His statement came on the same day as a court appointed a panel of trustees to Kaynak Holding, thought to be sympathetic to Gülen. The move came almost three weeks after Koza Holding and its media groups were also seized by judicial order. Both Koza Holding and Kaynak Holding, which have diverse interests across sectors, are accused of financing the Gülen movement, which was this year outlawed as a “terrorist organization” by the government.
“I have already said that I will continue this struggle even though I will be on my own. You also see that we conduct this struggle within the limits of the law,” Erdoğan added.
Erdoğan’s previous governments and the Gülen movement once enjoyed a close alliance, starting from the early years of the Justice and Development Party (AKP). However, this relationship was broken after the police and the judiciary launched a huge corruption investigation against senior AKP officials, including some of Erdoğan’s family members.
The AKP said this operation was a plot conspired by Gülenist police officers and prosecutors who established a “parallel structure” within the state in order to overthrow the government.
Gülen, a self-exiled religious leader residing in Pennsylvania, is now accused of being the leader of a terrorist organization and of controlling all of its activities.
Asked whether he had requested the deportation of Gülen from the U.S. in his recent meeting with President Barack Obama, Erdoğan said there were “discussions.”
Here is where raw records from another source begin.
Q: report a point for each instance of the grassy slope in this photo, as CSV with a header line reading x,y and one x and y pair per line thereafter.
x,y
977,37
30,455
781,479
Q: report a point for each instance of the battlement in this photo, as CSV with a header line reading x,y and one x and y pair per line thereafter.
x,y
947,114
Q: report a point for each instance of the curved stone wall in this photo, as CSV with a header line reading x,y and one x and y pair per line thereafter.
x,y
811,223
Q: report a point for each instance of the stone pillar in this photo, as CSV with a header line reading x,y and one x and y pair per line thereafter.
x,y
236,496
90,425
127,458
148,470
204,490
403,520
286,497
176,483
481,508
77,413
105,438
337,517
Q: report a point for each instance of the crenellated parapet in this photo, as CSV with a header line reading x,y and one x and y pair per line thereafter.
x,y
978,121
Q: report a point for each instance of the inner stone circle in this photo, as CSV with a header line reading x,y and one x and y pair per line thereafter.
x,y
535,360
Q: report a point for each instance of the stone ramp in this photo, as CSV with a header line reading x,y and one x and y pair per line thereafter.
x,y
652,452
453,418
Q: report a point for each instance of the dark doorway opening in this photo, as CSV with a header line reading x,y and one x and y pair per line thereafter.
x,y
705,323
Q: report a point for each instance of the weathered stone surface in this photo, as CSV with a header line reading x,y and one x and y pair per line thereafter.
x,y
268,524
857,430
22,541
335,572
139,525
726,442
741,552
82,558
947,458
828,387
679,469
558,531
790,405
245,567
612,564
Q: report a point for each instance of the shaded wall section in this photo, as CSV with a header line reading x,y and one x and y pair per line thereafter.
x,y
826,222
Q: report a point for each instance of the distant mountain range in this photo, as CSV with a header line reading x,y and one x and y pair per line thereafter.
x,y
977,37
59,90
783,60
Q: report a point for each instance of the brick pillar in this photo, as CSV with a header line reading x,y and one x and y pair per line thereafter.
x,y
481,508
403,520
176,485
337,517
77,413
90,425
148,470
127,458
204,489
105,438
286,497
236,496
“Beyond all of these meetings, we as the state and the government have signed very serious contract with a law firm. I believe that this will give results very soon. It’s not right for me to disclose details, but we are taking some very special steps that will make them live a very different future,” he added.
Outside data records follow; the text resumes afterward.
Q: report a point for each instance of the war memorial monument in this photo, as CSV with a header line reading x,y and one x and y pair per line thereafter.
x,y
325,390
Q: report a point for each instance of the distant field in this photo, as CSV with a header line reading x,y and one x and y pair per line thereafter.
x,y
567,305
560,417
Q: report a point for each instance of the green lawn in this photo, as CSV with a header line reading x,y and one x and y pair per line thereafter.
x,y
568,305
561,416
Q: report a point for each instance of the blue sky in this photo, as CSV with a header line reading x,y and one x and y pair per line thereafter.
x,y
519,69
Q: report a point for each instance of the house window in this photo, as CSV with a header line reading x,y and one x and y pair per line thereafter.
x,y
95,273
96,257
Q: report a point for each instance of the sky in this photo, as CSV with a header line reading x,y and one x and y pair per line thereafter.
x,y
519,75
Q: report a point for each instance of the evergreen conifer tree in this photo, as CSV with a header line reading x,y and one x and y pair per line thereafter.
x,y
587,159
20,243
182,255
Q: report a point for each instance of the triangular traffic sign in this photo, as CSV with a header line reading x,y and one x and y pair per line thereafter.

“This is not an ordinary thing. They should be cleared out from the state. Legal regulations are necessary for this. I am of the opinion that we’ll get more results rapidly if the government can make these legal regulations hand in hand with the opposition,” Erdoğan also stated.
The president also referred to an investigation carried out in the U.S. into malpractice at charter schools run by Gülen sympathizers in a number of states.
“They have these famous charter schools, around 300 of them. They are receiving a serious amount of money from them, but they are very quiet about them. This money amounts to around $150 million a year. That’s not a small amount of money, but when you question them about their financial sources, they use a subtle wit [to answer],” Erdoğan said, describing the Gülen movement as “little different from a mafia organization.”
“Although this group is trying to promote itself with its activities in education and emphasizing tolerance, it is little different from a mafia organization … The people will never forgive those who cooperate with such a terrorist organization,” he added.